“I mean, if it’s something you can do and it feels good to you and you can make money off it, then great. But it took me a long time to learn that just because an artist is making a lot of money doesn’t mean that it’s bad. The best examples of that are Bruce Springsteen and Neil Young and Bob Dylan and all those people we all look up to. Those are the artists who have made me feel it’s okay to do what I want to do. Now I’m to the point where I’m older and I’m wiser and if I want to do a little video or something, big deal. Like Starbucks has been talking to me about maybe sponsoring my tour. And that whole thing came up again where I wasn’t sure what my fans would think because aren’t people always talking about Starbucks moving in and driving out the mom-and-pop coffee shops? All the same, you know, when we’re on the road, where do we go to get coffee? And this is what I do for a living: I have to make a living and I have to pay the band. But there are some lines that I still won’t cross because, well, that’s just who I am.”
One big line Williams crossed with West entailed choosing a producer, and it’s probably the single biggest reason the album is being hailed by many as a breakthrough just in terms of sound. In the past, she’d always worked with other musicians — Steve Earle, Charlie Sexton, Gurf Morlix. And they would share her less-is-more rootsy sensibility. This time she handed the reins over to Hal Wilner, the NYC-based producer best known for his work with artists like Lou Reed and Marianne Faithfull as well as multi-artist, cross-genre tributes to the likes of Thelonious Monk and Charles Mingus. The result is a fuller-sounding disc that incorporates everything from Hammond organ to string arrangements to samples. And working with Wilner put Williams in a more experimental frame of mind herself. Indeed, though there’s plenty of the expected melancholy on West, she just seems to be having fun.
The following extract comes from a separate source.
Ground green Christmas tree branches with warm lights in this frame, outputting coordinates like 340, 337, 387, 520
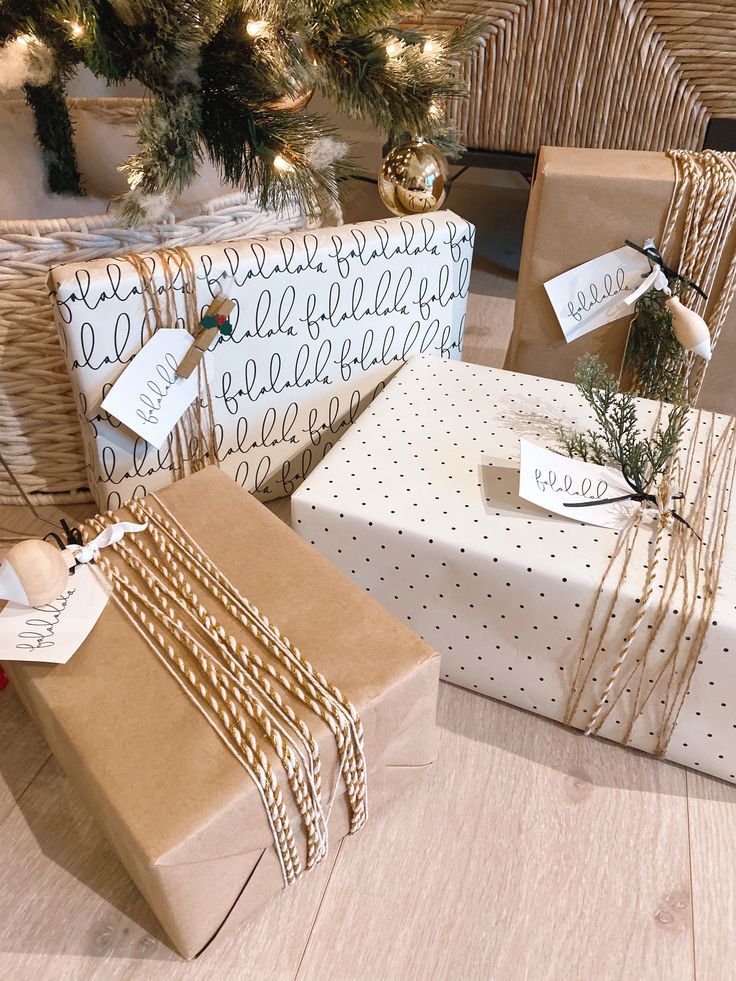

“This is the record I’ve always wanted to make sonically,” she says. And that’s the kind thing you hear from musicians all the time. Yet from this obsessive compulsive it carries more weight. “I’m proud of all my records in terms of the songwriting. But this is the first time I’ve worked with a real producer. And that’s something that has come with my growth and with having more self-confidence. Because I was always so terrified almost to the point of paranoia about being overproduced. That’s why I always made sure my producers were other musicians.”